Perhaps the most widely reported aspect of this book in French media has been its warm praise for Marine Le Pen, leader of the French far right, who faces her own legal troubles. 

She has supported him publicly. One of her deputies, Sebastien Chenu, committed to writing Sarkozy a letter every week of his imprisonment (in total, three). 

He regrets the “demonisation” of Le Pen’s party, the Rassemblement national, and argues they represent no danger to the French Republic.

The reason for his imprisonment — the so-called Libyan affair, one of three convictions against Sarkozy (there are four other open cases) — receives comparatively little discussion, though he strenuously protests his innocence.

He rehashes abbreviated versions of the arguments rejected by the court. But overall he is less concerned with the substance of the case than the politics around it. 

He considers himself a martyr: wrongly convicted by a conspiracy of left-wing judges and prosecutors. 

He compares himself to the falsely convicted French Captain Dreyfuss as well as, implicitly, Jesus Christ. 

Twice he refers to his imprisonment as a cross. “I prayed,” he says, “for the strength to bear the cross of this injustice.”

Although Sarkozy does not “regularly practice” his religion, the experience changes his perspective. He develops a friendship with the prison chaplain. 

He sees the hand of divine providence in the fact that, on his first night in jail, his cell’s TV is showing a match featuring PSG.

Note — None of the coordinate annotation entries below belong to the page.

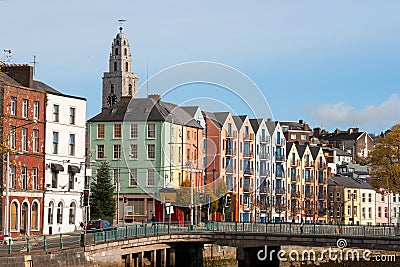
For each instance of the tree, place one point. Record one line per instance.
(385, 161)
(102, 203)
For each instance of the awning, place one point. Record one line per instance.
(73, 168)
(57, 167)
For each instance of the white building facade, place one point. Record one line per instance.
(65, 163)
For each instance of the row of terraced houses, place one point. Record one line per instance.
(272, 171)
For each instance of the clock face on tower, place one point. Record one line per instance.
(111, 99)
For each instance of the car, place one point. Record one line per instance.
(100, 225)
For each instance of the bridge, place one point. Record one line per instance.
(176, 245)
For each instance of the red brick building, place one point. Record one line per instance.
(23, 133)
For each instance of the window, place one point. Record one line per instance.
(55, 142)
(100, 131)
(151, 151)
(13, 137)
(116, 151)
(35, 143)
(71, 144)
(133, 177)
(133, 152)
(13, 106)
(59, 212)
(100, 151)
(35, 216)
(116, 176)
(56, 115)
(24, 108)
(72, 209)
(134, 131)
(35, 172)
(150, 177)
(24, 177)
(24, 139)
(117, 130)
(72, 116)
(151, 130)
(54, 179)
(71, 179)
(14, 216)
(36, 110)
(50, 212)
(13, 178)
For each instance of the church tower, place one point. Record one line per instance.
(119, 81)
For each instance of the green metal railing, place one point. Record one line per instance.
(90, 237)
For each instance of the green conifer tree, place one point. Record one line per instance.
(102, 203)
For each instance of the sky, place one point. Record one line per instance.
(334, 64)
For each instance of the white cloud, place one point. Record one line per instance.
(371, 118)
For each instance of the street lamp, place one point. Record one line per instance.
(7, 207)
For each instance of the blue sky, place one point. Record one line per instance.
(334, 64)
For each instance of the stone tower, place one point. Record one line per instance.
(119, 81)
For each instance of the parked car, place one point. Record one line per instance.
(101, 225)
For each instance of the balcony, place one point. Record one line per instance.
(308, 195)
(264, 173)
(249, 171)
(321, 166)
(309, 164)
(281, 142)
(247, 154)
(229, 169)
(279, 157)
(264, 156)
(229, 152)
(294, 194)
(248, 137)
(265, 139)
(280, 191)
(294, 163)
(231, 134)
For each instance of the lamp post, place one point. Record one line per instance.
(7, 207)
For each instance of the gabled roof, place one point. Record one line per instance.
(255, 124)
(271, 126)
(301, 149)
(314, 151)
(145, 109)
(239, 120)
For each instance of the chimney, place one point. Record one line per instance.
(22, 73)
(156, 97)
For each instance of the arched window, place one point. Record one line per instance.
(35, 216)
(50, 213)
(130, 89)
(59, 213)
(14, 216)
(72, 209)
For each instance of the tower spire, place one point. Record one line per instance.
(119, 81)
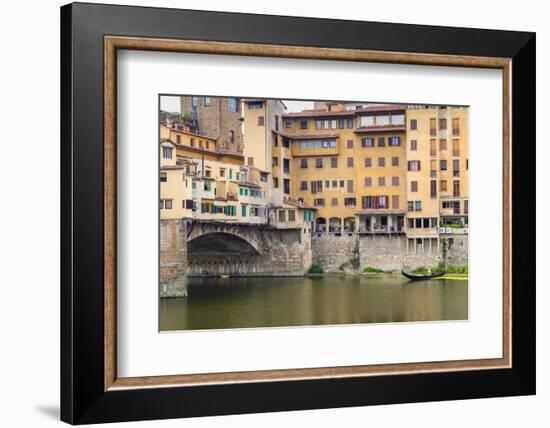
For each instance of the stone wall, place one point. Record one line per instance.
(384, 252)
(173, 258)
(391, 253)
(282, 253)
(458, 250)
(217, 121)
(333, 250)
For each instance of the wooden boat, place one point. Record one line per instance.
(421, 276)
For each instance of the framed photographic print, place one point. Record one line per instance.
(265, 213)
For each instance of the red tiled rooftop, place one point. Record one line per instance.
(380, 128)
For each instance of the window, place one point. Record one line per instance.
(395, 202)
(291, 215)
(413, 165)
(382, 120)
(456, 168)
(456, 188)
(366, 121)
(374, 202)
(398, 119)
(456, 126)
(433, 167)
(433, 151)
(456, 147)
(433, 130)
(316, 187)
(167, 152)
(367, 142)
(286, 185)
(286, 166)
(394, 141)
(255, 105)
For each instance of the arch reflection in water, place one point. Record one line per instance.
(248, 302)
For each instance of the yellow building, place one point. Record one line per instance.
(437, 172)
(349, 164)
(369, 169)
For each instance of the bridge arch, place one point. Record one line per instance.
(222, 244)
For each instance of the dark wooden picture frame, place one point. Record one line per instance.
(90, 37)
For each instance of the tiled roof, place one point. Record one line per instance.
(380, 128)
(319, 113)
(385, 108)
(310, 136)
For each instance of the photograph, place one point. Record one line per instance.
(287, 212)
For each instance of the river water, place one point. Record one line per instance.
(245, 302)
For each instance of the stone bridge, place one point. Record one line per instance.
(199, 248)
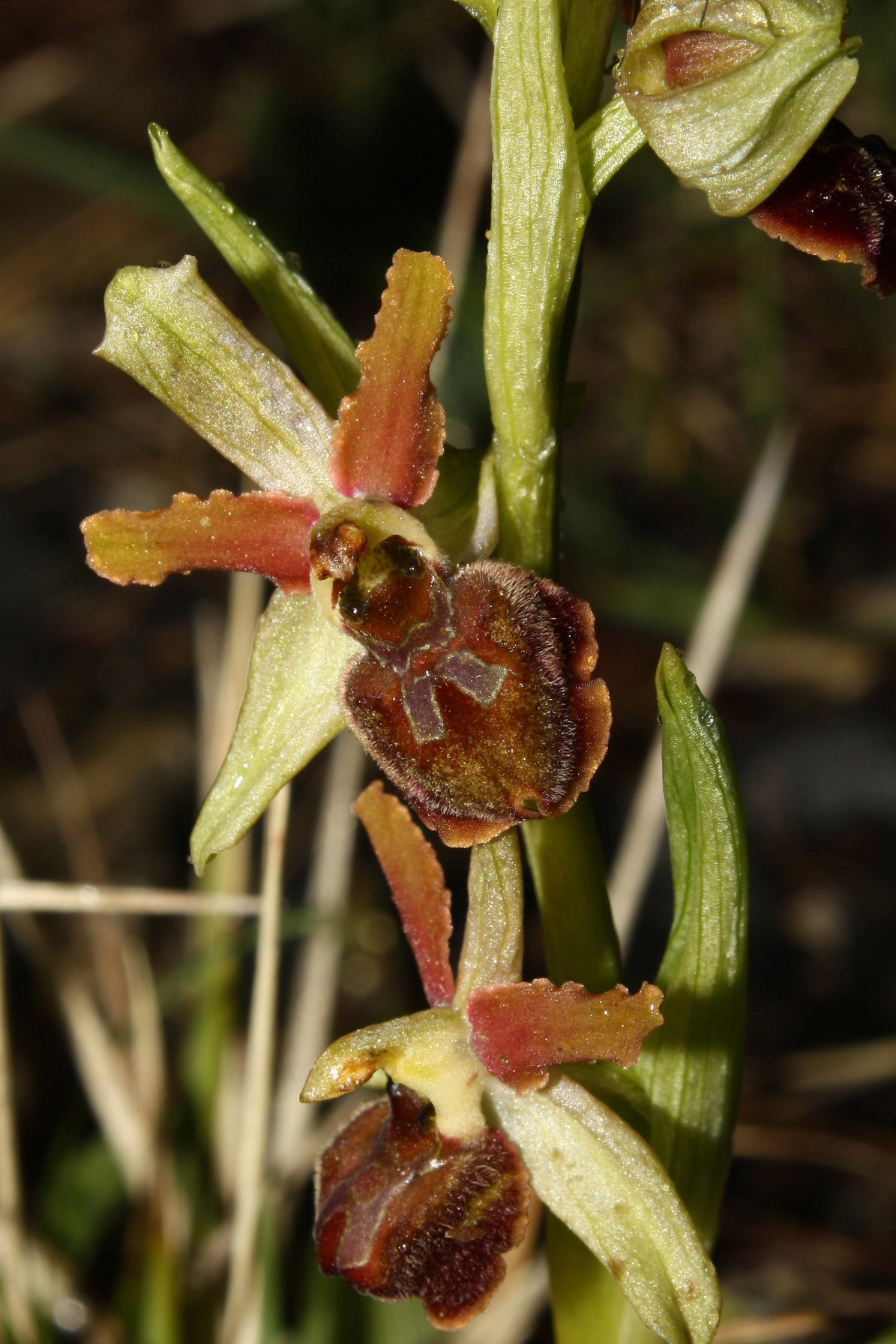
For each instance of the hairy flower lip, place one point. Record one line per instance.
(840, 205)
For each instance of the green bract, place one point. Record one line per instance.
(739, 132)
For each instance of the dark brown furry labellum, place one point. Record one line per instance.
(405, 1211)
(476, 691)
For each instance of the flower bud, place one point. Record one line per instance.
(733, 93)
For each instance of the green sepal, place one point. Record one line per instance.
(292, 709)
(692, 1074)
(492, 952)
(736, 136)
(605, 1183)
(539, 210)
(171, 332)
(316, 342)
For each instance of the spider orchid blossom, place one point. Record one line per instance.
(472, 686)
(426, 1189)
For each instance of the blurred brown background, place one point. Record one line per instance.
(335, 124)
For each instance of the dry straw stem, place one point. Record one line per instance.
(89, 899)
(707, 651)
(463, 200)
(13, 1240)
(316, 980)
(257, 1088)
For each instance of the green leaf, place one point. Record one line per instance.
(606, 1184)
(315, 339)
(167, 328)
(606, 142)
(492, 950)
(691, 1070)
(483, 10)
(290, 711)
(539, 208)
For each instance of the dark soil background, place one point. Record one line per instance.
(334, 122)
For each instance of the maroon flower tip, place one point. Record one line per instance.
(840, 205)
(520, 1031)
(476, 695)
(405, 1211)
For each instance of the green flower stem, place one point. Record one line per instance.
(587, 26)
(539, 210)
(606, 142)
(567, 867)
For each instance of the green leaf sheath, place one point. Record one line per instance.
(692, 1067)
(539, 210)
(606, 142)
(292, 709)
(317, 343)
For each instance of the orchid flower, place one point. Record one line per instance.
(424, 1191)
(473, 687)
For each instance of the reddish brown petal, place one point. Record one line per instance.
(259, 532)
(417, 884)
(391, 430)
(523, 1030)
(483, 709)
(840, 205)
(696, 56)
(403, 1211)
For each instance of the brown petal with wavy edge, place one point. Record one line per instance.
(417, 884)
(391, 430)
(484, 710)
(403, 1211)
(840, 205)
(522, 1031)
(261, 532)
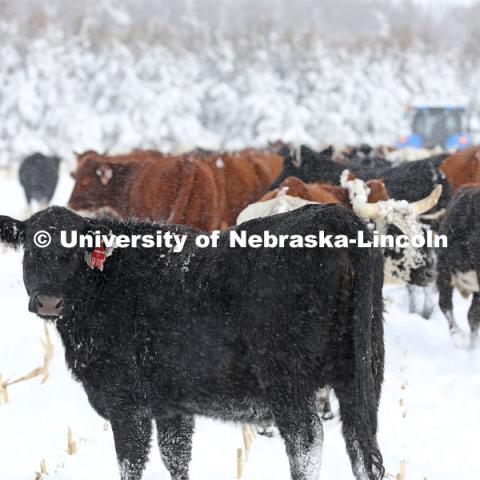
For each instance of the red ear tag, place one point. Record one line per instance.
(98, 256)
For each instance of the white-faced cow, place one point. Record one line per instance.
(459, 263)
(239, 334)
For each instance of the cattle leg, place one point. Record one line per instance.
(445, 291)
(175, 442)
(132, 432)
(359, 434)
(428, 303)
(474, 319)
(412, 299)
(325, 407)
(302, 431)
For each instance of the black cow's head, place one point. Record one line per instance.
(306, 164)
(53, 275)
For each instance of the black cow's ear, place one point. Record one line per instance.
(12, 232)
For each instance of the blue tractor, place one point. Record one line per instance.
(445, 126)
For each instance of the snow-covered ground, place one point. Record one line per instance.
(429, 414)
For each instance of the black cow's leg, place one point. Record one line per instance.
(132, 431)
(445, 302)
(428, 303)
(359, 433)
(412, 299)
(474, 319)
(325, 407)
(175, 442)
(302, 431)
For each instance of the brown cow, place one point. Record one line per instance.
(199, 190)
(462, 167)
(324, 192)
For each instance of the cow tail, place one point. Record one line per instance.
(368, 354)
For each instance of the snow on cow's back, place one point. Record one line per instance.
(280, 204)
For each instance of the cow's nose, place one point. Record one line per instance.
(48, 305)
(430, 274)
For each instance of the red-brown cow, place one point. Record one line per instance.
(462, 168)
(199, 190)
(324, 192)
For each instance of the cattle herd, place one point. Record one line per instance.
(255, 335)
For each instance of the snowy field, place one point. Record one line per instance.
(429, 414)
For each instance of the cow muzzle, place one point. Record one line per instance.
(46, 305)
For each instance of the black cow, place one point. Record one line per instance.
(364, 156)
(409, 181)
(459, 263)
(38, 175)
(245, 335)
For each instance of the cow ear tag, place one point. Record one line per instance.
(96, 259)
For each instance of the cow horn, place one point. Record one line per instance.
(368, 210)
(427, 203)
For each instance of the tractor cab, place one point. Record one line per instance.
(445, 126)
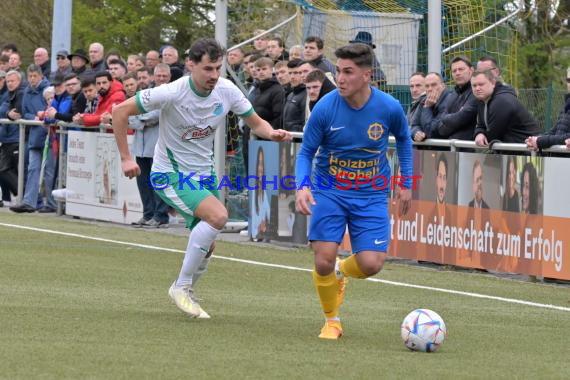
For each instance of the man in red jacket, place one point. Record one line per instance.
(111, 92)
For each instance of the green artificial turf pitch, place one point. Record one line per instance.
(77, 308)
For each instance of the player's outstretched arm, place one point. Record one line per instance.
(121, 115)
(264, 130)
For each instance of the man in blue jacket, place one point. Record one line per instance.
(33, 103)
(10, 108)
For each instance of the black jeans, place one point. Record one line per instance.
(9, 169)
(153, 206)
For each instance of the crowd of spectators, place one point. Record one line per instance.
(282, 84)
(481, 107)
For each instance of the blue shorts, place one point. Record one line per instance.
(367, 219)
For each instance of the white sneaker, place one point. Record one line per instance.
(184, 300)
(61, 194)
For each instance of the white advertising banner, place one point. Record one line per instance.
(97, 188)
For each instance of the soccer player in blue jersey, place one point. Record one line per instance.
(348, 131)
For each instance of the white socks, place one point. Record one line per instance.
(195, 261)
(200, 271)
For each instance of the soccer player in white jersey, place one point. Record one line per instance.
(183, 167)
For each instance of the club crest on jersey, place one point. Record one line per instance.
(375, 131)
(196, 133)
(218, 109)
(145, 97)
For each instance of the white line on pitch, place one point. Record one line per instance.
(253, 262)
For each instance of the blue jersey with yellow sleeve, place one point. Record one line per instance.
(352, 143)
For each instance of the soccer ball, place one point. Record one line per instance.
(423, 330)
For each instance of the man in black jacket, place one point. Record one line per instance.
(294, 111)
(425, 121)
(460, 119)
(558, 134)
(268, 101)
(500, 115)
(314, 52)
(78, 100)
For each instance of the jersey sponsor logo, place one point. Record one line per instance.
(145, 97)
(197, 133)
(218, 109)
(375, 131)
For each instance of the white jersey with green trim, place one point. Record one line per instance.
(188, 122)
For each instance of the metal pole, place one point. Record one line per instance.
(61, 29)
(62, 132)
(220, 140)
(260, 34)
(504, 19)
(21, 169)
(434, 36)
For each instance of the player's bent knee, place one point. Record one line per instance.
(372, 268)
(324, 265)
(217, 219)
(372, 263)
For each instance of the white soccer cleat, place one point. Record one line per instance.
(183, 298)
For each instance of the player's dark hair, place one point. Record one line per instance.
(360, 54)
(205, 46)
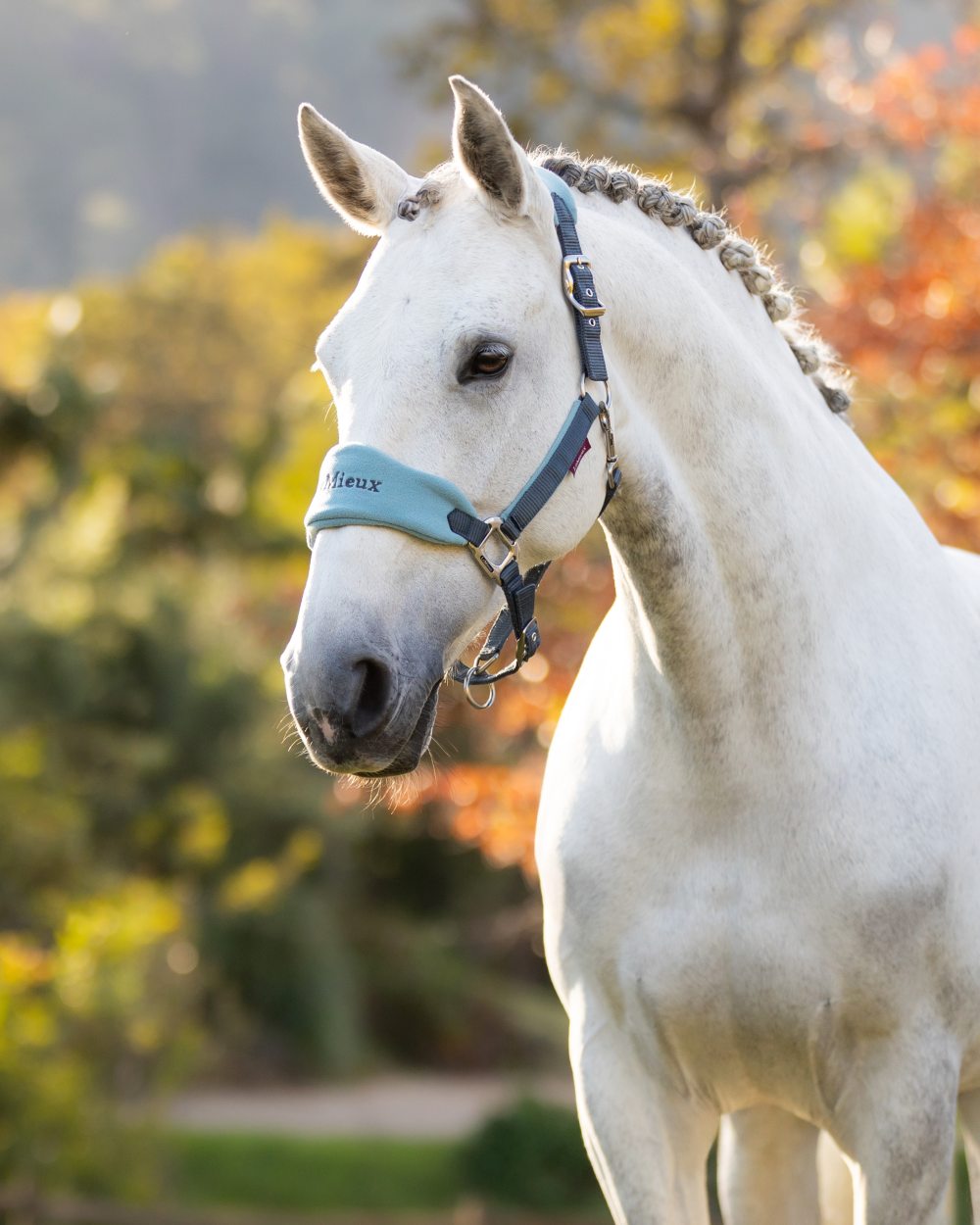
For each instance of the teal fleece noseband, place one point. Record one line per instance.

Sarkozy was imprisoned in an upgraded form of solitary confinement. He had no contact with other detainees and was visited regularly by the prison director.

Elsewhere in the Sante, as with Irish prisons, three to five people were sharing two-bed rooms. He writes that he could hear from his cell how they screamed and fought during the night.

The overarching sentiment of this book is that a former French president should not have to suffer the indignity of being classed with such people.